Museums Want to Be Free. Why Isn't It Happening?

Everybody wants museums to be free. Too few want to step up and make it happen. Witness Hyperallergic's interview with Met CEO Daniel H. Weiss. Hrag Vartanian asked Weiss whether he thought museums should be free. Weiss waffled so much that Vartanian asked the same question again—and still didn't get a straight answer.

The real answer to Vartanian's question is simple enough. Wealthy museum supporters aren't all that into free admission. Sure, they're for it in theory. The theory is that someone else pays for it. They'd prefer their own funds go to something more tangible, like new buildings, wings, acquisitions, or exhibitions.

But someone has to pay for boring necessities like light bills and cleaning toilets. In the past, that someone might have been a local government or income from an unrestricted endowment. But as museums have expanded, so have the bills. Visitors are being asked to make up the shortfall though rising admissions.
Could museum directors use their persuasive skills to talk donors into funding free admission? They could. But those same directors also tend to be focused on buildings, acquisitions, and exhibitions.

LACMA counted 1.6 million visitors in 2016. It says about half get in for free (this is includes school field trips, free hours after 3 on weekdays, and members). If the paid admission averages $10 per visitor, then it would cost something like $16 million a year to offer free admission across the board. It would take a $400 million endowment to throw off that income stream. That's as much as a starchitect building. It's not that that kind of money isn't out there. But those who have it, and are willing to donate it, want to say exactly how the money is spent.

New single-collector museums like the Broad or Crystal Bridges tend to be free. That's because the founders know that no one else is going to pay a new vanity museum's bills. Over time, single-collector museums require the support of a board, and they often institute admission charges. Henry Huntington intended his museum to be free, and it was for a long time. Now it's $29 on weekends, blasting through the $25 barrier set by the Met, MoMA, and Art Institute of Chicago.

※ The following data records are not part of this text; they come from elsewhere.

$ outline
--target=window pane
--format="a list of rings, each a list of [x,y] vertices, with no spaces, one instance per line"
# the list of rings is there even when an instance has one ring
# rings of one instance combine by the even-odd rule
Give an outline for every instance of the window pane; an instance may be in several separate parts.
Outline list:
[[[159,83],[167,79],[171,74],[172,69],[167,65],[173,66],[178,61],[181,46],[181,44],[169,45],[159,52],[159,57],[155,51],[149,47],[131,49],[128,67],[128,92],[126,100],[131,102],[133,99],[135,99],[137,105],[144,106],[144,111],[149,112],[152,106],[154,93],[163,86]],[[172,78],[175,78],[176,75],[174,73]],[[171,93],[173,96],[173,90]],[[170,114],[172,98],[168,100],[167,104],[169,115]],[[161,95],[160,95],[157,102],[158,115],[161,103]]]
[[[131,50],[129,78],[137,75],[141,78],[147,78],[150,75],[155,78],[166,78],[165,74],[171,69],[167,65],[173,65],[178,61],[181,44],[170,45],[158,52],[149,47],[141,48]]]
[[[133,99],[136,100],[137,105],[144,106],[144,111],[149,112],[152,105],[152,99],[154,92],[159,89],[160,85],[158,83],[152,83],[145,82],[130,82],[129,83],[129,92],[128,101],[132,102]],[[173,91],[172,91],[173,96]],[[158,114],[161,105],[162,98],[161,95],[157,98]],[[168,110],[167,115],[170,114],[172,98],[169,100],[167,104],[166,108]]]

Is there a path forward for making public museums free? I can see two. One is persistence (the Guerrilla Girls approach). If enough  people who believe in free admission speak up and keep doing it year after year, funders will get the message. Ultimately all it takes is convincing one billionaire per city. Or maybe we don't need 0.1 percenters so much as 20 percenters. There could be a special level of membership that contributes a little extra towards a fund for expanding free admission hours.

That bring us to Plan B: The incremental approach. Most civic museums have free times but they're usually not convenient to anyone working a 9-to-5 job. What's needed are free hours every weekend. Funders might be persuaded to offer free entry before noon on Saturday, say. This would presumably cost much less than going totally free. But it would make a big difference to anyone who finds the admission charge a reason to not visit.

(Shown, Augustus Saint Gaudens' Victory Gold Piece, whose nominal $20 value equals LACMA's current general admission for county residents; Barbara Kruger's Untitled [It's a small world].)